Hay un trocito del suelo que ha ardido, quedan las cenizas de unos papeles quemados, pero que no parecen tan frágiles como es habitual, pues parecen estar empapadas de algo, y aquí está eso: ¿se trata de los restos de un tronco quemado y roto de madera, lleno de cenizas blancas, o de algo de carbón? ¡Qué horror, es él! Es eso de lo que echamos a correr, de forma que se nos apaga la vela y salimos a trompicones a la calle; eso es todo lo que lo representa a él.

¡Socorro, socorro, socorro! ¡Vengan aquí, por el amor del Cielo!

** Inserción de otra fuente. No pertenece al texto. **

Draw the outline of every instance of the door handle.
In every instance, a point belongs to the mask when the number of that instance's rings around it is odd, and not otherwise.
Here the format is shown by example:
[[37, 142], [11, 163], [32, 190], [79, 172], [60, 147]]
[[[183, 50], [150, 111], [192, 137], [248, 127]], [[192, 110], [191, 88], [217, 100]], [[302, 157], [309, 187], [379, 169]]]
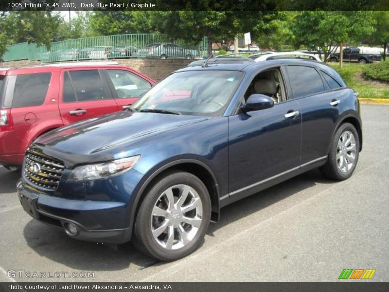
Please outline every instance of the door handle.
[[287, 113], [285, 113], [284, 116], [285, 118], [293, 118], [295, 117], [297, 117], [300, 114], [298, 110], [295, 110], [294, 111], [292, 111], [291, 112], [288, 112]]
[[79, 114], [87, 112], [86, 110], [71, 110], [69, 113], [71, 114]]

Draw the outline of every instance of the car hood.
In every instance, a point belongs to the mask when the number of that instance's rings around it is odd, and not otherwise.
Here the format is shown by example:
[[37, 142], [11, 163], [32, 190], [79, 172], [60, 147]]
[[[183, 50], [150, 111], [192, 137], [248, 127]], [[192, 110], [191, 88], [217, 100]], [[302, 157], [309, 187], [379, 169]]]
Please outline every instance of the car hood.
[[51, 131], [34, 141], [33, 147], [39, 148], [47, 155], [67, 161], [70, 164], [103, 161], [112, 158], [119, 149], [140, 139], [209, 118], [118, 112]]

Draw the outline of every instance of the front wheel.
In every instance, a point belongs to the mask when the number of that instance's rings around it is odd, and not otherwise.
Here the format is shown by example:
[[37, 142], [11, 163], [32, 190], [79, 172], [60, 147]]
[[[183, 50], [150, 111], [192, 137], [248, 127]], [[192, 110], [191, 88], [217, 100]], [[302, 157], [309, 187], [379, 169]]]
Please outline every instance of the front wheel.
[[335, 133], [327, 162], [320, 169], [329, 179], [346, 180], [352, 175], [359, 155], [358, 132], [353, 125], [345, 123]]
[[135, 221], [136, 245], [163, 261], [191, 254], [203, 240], [211, 219], [207, 188], [187, 172], [167, 174], [142, 202]]

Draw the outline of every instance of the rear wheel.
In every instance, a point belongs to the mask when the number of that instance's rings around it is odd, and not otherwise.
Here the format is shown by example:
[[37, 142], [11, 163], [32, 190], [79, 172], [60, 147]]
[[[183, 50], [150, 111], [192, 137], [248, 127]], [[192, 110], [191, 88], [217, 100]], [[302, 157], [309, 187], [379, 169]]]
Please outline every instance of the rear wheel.
[[327, 162], [320, 169], [329, 179], [346, 180], [353, 175], [359, 155], [358, 132], [353, 125], [345, 123], [335, 133]]
[[141, 205], [135, 245], [161, 260], [180, 258], [198, 246], [210, 219], [210, 197], [201, 181], [187, 172], [167, 173], [156, 182]]

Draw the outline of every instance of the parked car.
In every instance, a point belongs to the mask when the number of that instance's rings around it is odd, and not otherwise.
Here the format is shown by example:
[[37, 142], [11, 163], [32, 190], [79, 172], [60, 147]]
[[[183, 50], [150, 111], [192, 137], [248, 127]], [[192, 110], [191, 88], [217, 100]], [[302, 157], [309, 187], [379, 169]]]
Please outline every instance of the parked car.
[[[343, 62], [357, 62], [359, 64], [366, 64], [373, 62], [380, 62], [382, 56], [379, 54], [361, 54], [358, 48], [348, 47], [343, 51]], [[340, 53], [336, 53], [330, 55], [330, 61], [339, 62]]]
[[228, 204], [316, 167], [351, 176], [359, 102], [336, 71], [227, 59], [176, 71], [128, 111], [37, 139], [17, 185], [24, 210], [71, 237], [133, 238], [169, 261], [192, 252]]
[[0, 165], [21, 165], [26, 149], [37, 137], [122, 110], [155, 84], [139, 72], [111, 63], [0, 71]]
[[90, 51], [90, 59], [106, 59], [111, 55], [113, 47], [109, 46], [96, 46]]
[[193, 59], [198, 55], [197, 50], [184, 49], [170, 43], [155, 43], [139, 49], [136, 55], [140, 57], [159, 57], [161, 59], [172, 57]]
[[132, 56], [138, 51], [138, 49], [133, 46], [126, 46], [123, 48], [115, 48], [111, 52], [109, 58], [123, 58]]

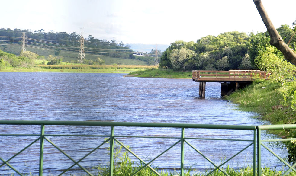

Vendrán muchos, pero nadie puede aportar socorro. El Lord Canciller de la plazoleta, fiel a su título hasta el final, ha muerto como mueren todos los Lords Cancilleres de todos los Tribunales, y todas las autoridades de todas las partes, se llamen como se llamen, en las que se actúa con falsedad y se cometen injusticias. Dad a la muerte el nombre que Vuestra Alteza quiera, atribuidla a quién queráis, o decid que hubiera podido impedirse de un modo u otro, pero seguirá siendo eternamente la misma muerte: congénita, innata, engendrada en los humores corruptos del propio cuerpo viciado, y nada más… La Combustión espontánea, y ninguna otra de las muertes por las que se puede perecer.